To do this, we need to apply new technologies to the primary tool of traditional certification, the diploma. We need to take what now exists as a dumb, static document and turn it into a richer, updateable, more connected record of a person’s skills, expertise, and experience. And then we need to take that record and make it part of a fully networked certification platform.

Once we make this leap, certification can play a more active role in helping the higher education system clearly convey to students what skills and competencies they should pursue if their primary objective is to optimize their economic futures.

And:

Imagine an online document that’s iterative like a LinkedIn profile (and might even be part of the LinkedIn profile), but is administered by some master service that verifies the authenticity of its components. While you’d be the creator and primary keeper of this profile, you wouldn’t actually be able to add certifications yourself. Instead, this master service would do so, verifying information with the certification issuers, at your request, after you successfully completed a given curriculum.

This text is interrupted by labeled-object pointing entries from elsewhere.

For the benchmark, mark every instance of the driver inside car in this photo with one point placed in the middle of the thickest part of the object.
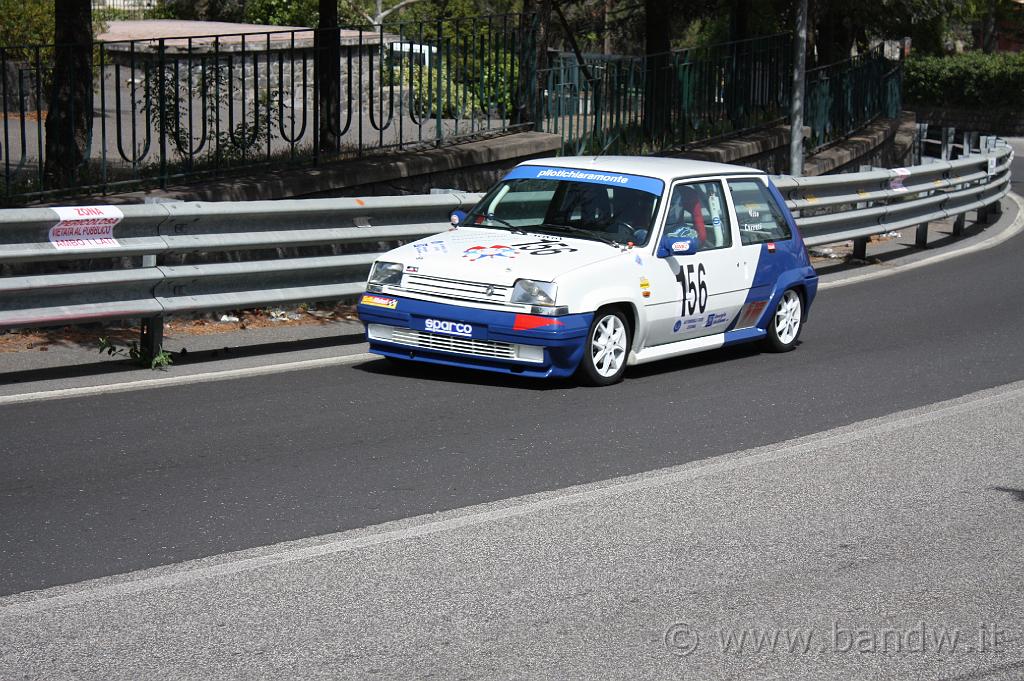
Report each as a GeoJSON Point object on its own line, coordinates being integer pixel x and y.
{"type": "Point", "coordinates": [686, 214]}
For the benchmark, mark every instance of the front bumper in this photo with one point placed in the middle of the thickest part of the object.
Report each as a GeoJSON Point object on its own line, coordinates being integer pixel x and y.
{"type": "Point", "coordinates": [473, 338]}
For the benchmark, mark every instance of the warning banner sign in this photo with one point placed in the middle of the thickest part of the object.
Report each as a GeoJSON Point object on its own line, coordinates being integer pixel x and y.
{"type": "Point", "coordinates": [85, 226]}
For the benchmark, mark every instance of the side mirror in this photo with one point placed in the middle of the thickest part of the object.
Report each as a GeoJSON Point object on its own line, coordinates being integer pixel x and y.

Over time, this dynamic, networked diploma will contain an increasing number of icons or badges symbolizing specific certifications. It could also link to transcripts, test scores, and work examples from these curricula, and even evaluations from instructors, classmates, internship supervisors, and others who have interacted with you in your educational pursuits.

Ultimately the various certificates you earn could be bundled into higher-value certifications. If you earn five certificates in the realm of computer science, you might receive an icon or badge that symbolizes this higher level of experience and expertise. In this way, you could eventually assemble portfolios that reflect a similar breadth of experiences that you get when you pursue a traditional four-year degree.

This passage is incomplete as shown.